Competition between [³H]-L-364,718 (0.1 nM) and increasing concentrations of SR27897 (a), 2-NAP (b) and YM220 (c) in both the human gallbladder and the human ascending colon assays. Data represent the mean±s.e.mean of four experiments. The curves superimposed on the mean experimental data are the one-site model fit for the gallbladder data (solid line) and the two-site model fit for the ascending colon (hatched line).

Figure 5

Comparison of affinity estimates (pK_I values) obtained in the human gallbladder or human ascending colon binding assay.
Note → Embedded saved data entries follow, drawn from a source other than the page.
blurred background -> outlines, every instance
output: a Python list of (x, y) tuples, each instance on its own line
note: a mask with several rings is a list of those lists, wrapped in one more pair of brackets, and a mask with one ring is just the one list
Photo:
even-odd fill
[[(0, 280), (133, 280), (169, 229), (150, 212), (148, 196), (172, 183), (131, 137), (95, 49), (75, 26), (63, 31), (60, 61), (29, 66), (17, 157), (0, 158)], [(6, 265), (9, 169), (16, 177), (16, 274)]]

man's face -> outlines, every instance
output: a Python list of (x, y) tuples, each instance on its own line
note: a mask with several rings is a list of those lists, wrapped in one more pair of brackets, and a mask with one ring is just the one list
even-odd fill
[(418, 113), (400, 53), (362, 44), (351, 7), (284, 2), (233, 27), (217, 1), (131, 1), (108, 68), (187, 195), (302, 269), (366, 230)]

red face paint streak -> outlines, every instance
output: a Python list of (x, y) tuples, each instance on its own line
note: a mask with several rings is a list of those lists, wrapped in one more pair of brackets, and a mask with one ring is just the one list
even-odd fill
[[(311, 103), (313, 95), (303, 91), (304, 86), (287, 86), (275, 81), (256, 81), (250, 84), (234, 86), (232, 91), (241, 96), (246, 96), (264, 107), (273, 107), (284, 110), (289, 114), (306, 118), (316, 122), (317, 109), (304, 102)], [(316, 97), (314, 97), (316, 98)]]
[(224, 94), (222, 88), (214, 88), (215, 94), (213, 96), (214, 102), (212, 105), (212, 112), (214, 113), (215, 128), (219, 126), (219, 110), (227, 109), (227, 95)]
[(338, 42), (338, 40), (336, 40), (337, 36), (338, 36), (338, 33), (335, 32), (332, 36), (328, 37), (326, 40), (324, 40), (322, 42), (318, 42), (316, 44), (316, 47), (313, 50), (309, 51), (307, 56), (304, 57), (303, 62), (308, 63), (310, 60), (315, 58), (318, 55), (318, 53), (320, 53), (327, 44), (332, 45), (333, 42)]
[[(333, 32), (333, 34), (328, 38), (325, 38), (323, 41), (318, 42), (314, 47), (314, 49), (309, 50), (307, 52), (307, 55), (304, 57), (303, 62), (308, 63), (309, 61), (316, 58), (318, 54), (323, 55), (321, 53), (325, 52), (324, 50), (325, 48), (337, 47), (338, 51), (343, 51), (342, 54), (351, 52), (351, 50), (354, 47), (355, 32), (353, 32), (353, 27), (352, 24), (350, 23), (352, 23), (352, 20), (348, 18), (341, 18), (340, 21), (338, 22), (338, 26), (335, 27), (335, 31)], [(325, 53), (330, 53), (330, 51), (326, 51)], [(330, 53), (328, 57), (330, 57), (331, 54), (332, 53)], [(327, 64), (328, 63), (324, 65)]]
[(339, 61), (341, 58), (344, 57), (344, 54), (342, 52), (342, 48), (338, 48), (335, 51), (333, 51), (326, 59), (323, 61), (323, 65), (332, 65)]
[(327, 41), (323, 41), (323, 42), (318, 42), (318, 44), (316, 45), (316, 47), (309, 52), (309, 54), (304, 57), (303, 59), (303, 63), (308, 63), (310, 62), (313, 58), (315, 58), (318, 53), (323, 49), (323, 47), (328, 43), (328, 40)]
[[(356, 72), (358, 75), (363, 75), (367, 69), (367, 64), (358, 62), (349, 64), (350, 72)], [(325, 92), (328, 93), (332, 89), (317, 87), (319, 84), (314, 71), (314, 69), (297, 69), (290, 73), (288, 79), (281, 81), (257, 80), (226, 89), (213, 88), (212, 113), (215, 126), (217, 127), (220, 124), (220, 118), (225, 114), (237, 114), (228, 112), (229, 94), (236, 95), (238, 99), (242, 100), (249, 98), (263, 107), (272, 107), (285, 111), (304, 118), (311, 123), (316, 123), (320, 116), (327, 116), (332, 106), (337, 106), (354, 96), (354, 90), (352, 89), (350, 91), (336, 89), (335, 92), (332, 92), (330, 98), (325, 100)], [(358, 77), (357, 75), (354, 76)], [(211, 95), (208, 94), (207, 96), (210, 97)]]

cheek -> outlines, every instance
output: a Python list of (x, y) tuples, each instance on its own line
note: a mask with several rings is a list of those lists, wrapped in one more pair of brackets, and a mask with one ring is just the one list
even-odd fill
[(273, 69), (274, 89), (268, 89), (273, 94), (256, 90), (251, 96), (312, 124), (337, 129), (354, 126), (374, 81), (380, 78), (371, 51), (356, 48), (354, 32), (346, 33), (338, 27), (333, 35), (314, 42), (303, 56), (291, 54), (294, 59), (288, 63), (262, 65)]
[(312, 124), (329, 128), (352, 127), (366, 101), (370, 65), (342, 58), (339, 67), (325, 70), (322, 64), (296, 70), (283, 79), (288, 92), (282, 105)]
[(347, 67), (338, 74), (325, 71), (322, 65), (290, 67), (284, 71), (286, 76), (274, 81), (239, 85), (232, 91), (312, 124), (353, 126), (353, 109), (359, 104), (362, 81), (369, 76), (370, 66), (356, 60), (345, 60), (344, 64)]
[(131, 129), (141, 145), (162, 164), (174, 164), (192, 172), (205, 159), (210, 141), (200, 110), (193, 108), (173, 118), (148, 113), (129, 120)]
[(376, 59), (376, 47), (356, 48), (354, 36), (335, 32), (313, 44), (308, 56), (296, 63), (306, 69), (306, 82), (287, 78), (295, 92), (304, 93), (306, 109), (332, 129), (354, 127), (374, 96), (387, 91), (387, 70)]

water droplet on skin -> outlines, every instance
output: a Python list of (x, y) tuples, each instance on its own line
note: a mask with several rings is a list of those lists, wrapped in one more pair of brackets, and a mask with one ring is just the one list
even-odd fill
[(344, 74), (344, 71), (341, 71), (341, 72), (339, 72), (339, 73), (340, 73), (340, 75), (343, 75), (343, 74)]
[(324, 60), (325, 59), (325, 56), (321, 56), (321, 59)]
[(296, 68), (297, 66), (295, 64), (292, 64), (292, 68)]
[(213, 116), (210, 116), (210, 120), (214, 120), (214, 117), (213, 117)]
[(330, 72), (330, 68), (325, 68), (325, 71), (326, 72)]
The line shown superimposed is the line of identity. The pK_I values between the gallbladder and colon were frame-shifted from the line of identity (see panel a, principal components analysis: y=x+c, F_1,24=0.098; y=x, F_1,24=14.6). Comparison of the pK_I (2) values for SR27897, YM220 and 2-NAP from the two-site model fit with the gallbladder pK_I values (b) revealed a significantly better correlation than that obtained for the estimated pK_I (1) values with the gallbladder affinity data (c; F_2,12=5.81). See text for details of the two-site analysis.